No entanto, para a DGPC não há qualquer impasse no processo de classificação: “Trata-se de um processo particularmente complexo, na medida que envolve vários detentores, o que acarreta a necessidade de mais tempo para a conclusão do mesmo”.

Como está em vias de classificação, a obra de José Afonso já está sob proteção no âmbito da Lei de Bases do Património Cultural, mas a DGPC sublinha que aguarda a “desejável autorização dos proprietários para a classificação dos bens”.

Este processo tem contado com apoio técnico do Arquivo Nacional do Som, liderado pelo antropólogo Pedro Félix, que, em declarações à Lusa, lembrou que este é um caso pioneiro, porque, pela primeira vez, está a tentar classificar-se uma obra fonográfica.

Das visitas técnicas em que participou, Pedro Félix disse que o estado de conservação dos bens fonográficos “é mais do que razoável”. “Aquilo que ouvimos, os bens que eu vi, estão todos em ótimo estado”, disse.

Quando foi aberto o processo, o Ministério da Cultura justificava que a classificação ajudaria a “consolidar informação relativa à obra gravada, publicada ou não, do artista”.

Sobre a decisão de classificar a obra, Pedro Félix lembrou que, no espírito da lei, não é “uma espécie de celebração”.
“Isto não é um Prémio Nobel. Ou seja, o facto de classificar um bem não é dizer que ele é mais ou menos importante. Classificar um bem é dizer: Nós, cidadãos portugueses, estamos comprometidos em todas as ações necessárias para inverter o risco ou a ameaça que recai sobre o bem”, disse.

Já com o processo em curso, a família de José Afonso anunciou, em abril de 2021, a reedição gradual, incluindo em digital, dos 11 álbuns do ‘cantautor’ lançados originalmente entre 1968 e 1981 e que estavam há vários anos indisponíveis no mercado.

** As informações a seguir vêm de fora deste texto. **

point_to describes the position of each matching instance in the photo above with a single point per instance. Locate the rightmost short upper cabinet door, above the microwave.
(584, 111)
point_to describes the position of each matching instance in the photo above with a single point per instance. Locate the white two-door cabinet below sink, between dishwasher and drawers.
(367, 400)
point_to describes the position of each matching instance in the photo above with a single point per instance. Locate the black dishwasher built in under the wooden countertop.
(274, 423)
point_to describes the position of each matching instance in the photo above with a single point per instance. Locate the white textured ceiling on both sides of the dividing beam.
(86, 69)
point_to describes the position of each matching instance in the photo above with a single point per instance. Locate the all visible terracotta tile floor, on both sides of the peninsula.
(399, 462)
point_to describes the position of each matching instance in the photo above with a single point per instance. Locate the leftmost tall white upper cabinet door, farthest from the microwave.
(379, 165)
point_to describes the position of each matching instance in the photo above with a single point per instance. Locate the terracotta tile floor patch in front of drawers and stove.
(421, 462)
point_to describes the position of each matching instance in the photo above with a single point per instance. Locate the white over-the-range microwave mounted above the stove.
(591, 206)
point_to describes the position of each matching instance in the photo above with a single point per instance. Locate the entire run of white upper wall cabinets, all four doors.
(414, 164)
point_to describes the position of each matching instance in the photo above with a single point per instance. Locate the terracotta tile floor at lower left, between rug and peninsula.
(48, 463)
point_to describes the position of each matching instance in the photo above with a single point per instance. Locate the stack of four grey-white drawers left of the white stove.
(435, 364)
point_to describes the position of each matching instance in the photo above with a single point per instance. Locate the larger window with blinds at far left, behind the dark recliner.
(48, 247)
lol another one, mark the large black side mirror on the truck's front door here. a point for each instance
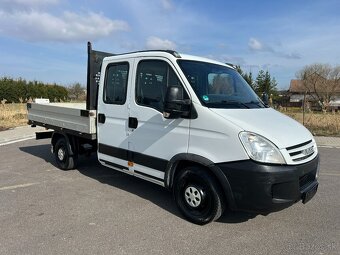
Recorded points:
(175, 105)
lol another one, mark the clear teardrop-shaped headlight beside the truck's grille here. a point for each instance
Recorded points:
(260, 149)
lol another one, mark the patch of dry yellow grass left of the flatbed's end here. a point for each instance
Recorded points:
(12, 115)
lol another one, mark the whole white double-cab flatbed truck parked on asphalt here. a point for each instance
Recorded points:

O plano editorial foi concluído em outubro, com a edição de álbum “Fados de Coimbra e Outras Canções”.
Estando a obra disponível, Pedro Félix disse que “provavelmente, entretanto, ter-se-á esgotado, eventualmente, a urgência ou a perceção, de que, de facto, o bem não estaria acessível. E, entretanto, por acaso, foi estando acessível, foi sendo tornado acessível”.

Sobre a hipótese de este processo caducar, porque há prazos estipulados na lei, a DGPC explica que “não se coloca a caducidade do processo pois não foi denunciada a mora” ou atraso.

Enquanto decorre este processo de classificação, em novembro passado, a Câmara Municipal de Grândola e a Direção Regional de Cultura do Alentejo anunciaram a proposta de classificação de dois bens que incluem a música “Grândola Vila Morena”, de José Afonso, como Património Fonográfico Nacional.

Um deles é a gravação original da senha da revolução de 25 de Abril de 1974 transmitida no programa “Limite”, da Rádio Renascença, na noite da revolução, em 1974, que inclui a canção de José Afonso.

O outro é a interpretação daquela música no I Encontro da Canção Portuguesa, realizado no dia 29 de março de 1974, no Coliseu dos Recreios, em Lisboa.

“Queremos transformar [estes registos] em património nacional, dada a importância que eles têm e porque um dia corríamos o risco de se perderem”, justificou em novembro o presidente da câmara de Grândola, António Figueira Mendes, à agência Lusa.